When you watch a president give a State of the Union Address on television, you’re always watching three people: the president at the podium, and the vice president and House speaker on the rise behind him. As a TV shot it’s awkward. The vice president and the speaker have been instructed by media professionals not to let their eyes do what they want to do, which is survey the doings in the chamber. Instead they must stare unwaveringly at the back of the president’s head. This is so that they appear to be fascinated by what he’s saying, as if he’s so interesting that they can’t take their eyes off him. It’s also so that you, the viewer, don’t become distracted by wondering whom they’re looking at in the audience.
It’s uncomfortable for them, and boring.
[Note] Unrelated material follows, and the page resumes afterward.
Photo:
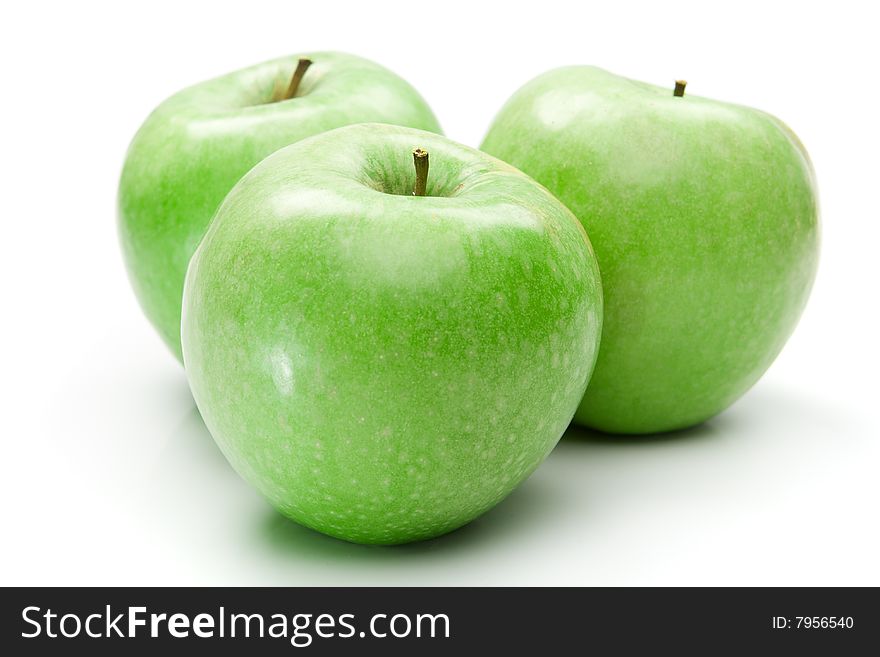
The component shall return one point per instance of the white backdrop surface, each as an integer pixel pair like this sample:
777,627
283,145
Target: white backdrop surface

You, as a member of the TV audience, get to watch the president. The speaker and the vice president get to think, “Huh, he’s getting a little gray in the back.” The reason Nancy Pelosi often seems a little dart-eyed in these circumstances is that she’s always trying to get a look at the chamber when she thinks the camera isn’t on her. Joe Biden seems happy to be the fascinated person with crinkly eyes and shining teeth. But for Mrs. Pelosi it’s a challenge. This is her chamber, all her people are here, and she wants to be looking at John Boehner’s face and Harry Reid’s and see who’s cheering and who’s wearing what.
But the three-shot the other night was also the president’s problem. It underscored that he gave the first year of his presidency to the Democrats of Congress, that they wrote the costly and unpopular health-care and spending bills.